Dentre os principais propósitos do centro Dom Bosco está a defesa da fé. “Todas as atividades do Centro Dom Bosco partem do princípio — consignado de maneira sublime por Santo Tomás, na longínqua Idade Média — de que fé e razão não se contradizem, mas se complementam”, destacam no [i] Facebook da organização. De acordo com a Associação Dom Bosco, a ONG CDD tem como único motivo de existir, a propagação da falsa ideia de que é possível assassinar crianças no ventre materno e permanecer católico. Prosseguem: “repudiamos firmemente as reiteradas tentativas da extrema-mídia de tentar nos rotular como ultraconservadores. Somos apenas fiéis católicos que acreditam que a justiça precisa ser feita neste país”.
Nesse ponto é interessante compreender a visão de necessidade de reparo da Justiça do Estado em função da fé que professam. A disputa em torno do termo “católicas” demonstra como é imprescindível deter o patrimônio da palavra cristã e seus efeitos, como meio de poder político e influência social. A pauta objeto- o aborto- da discussão jurídico-eclesiástica é um tema sensível, controverso, unificador de diferentes filiações religiosas e normalmente acionado pelos conservadores. É um tema que suscita diferentes posições e tem a capacidade de mobilizar e sobrepor seus aspectos religiosos a outros aspectos do exercício de direitos. No campo comunicacional e simbólico, em transformação por um ambiente digital com suas interfaces numa esfera pública possivelmente mais alargada, esse tema permite a reflexão sobre mecanismos e imbricações da política, mídia, religião e qualidade democrática. Uma temática tabu acaba por convocar diferentes atores a se pronunciarem numa discussão característica dos atuais modos de sociabilidade: de maneira fluída, dispersa, superficial, segregada, complexa e intensa, com enquadramentos que vão desde a inter-relação religiosa, até a perigosa estratégia de tornar a política confessional.
A[ii]ONG Católicas pelo Direito de Decidir foi fundada em 1993 e declara lutar pela laicidade do Estado, “que deve ser livre da interferência religiosa na criação e condução das políticas públicas”. Para isso, se apoia na prática e na teoria feministas com o propósito de promover mudanças nos padrões culturais e religiosos, considerando que “as religiões devem ajudar as pessoas a terem uma vida digna e saudável, e não dificultar sua autonomia e liberdade, especialmente em relação à sexualidade e reprodução”. A organização existe em vários países.

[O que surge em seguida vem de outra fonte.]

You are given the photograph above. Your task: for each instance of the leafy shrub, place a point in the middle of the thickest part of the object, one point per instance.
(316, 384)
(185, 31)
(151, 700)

Na América Latina, está presente em sete: Argentina, Bolívia, Brasil, Chile, Colômbia e México.
Considerando a posição de laicidade e a defesa de direitos sexuais e reprodutivos, a CDD reconhece as dificuldades e a necessidade inevitável de diálogo com os crentes/fiéis, já que na América Latina a maioria da população se declara católica ou cristã de diferentes matrizes. Ao mesmo tempo que nenhuma transformação social pode ocorrer sem considerar esse contingente de pessoas guiadas pela fé, com forte tradição de marco católico (especialmente no que se refere ao papel da mulher e sua obrigação com a maternidade), os desafios da consolidação da democracia requerem o estabelecimento de um Estado livre da interferência religiosa na criação e condução das políticas públicas. É nessa tensão que a discussão sobre o aborto e os direitos reprodutivos das mulheres acontece. É bom lembrar, contudo, que o tema nem sempre foi uma questão dogmática.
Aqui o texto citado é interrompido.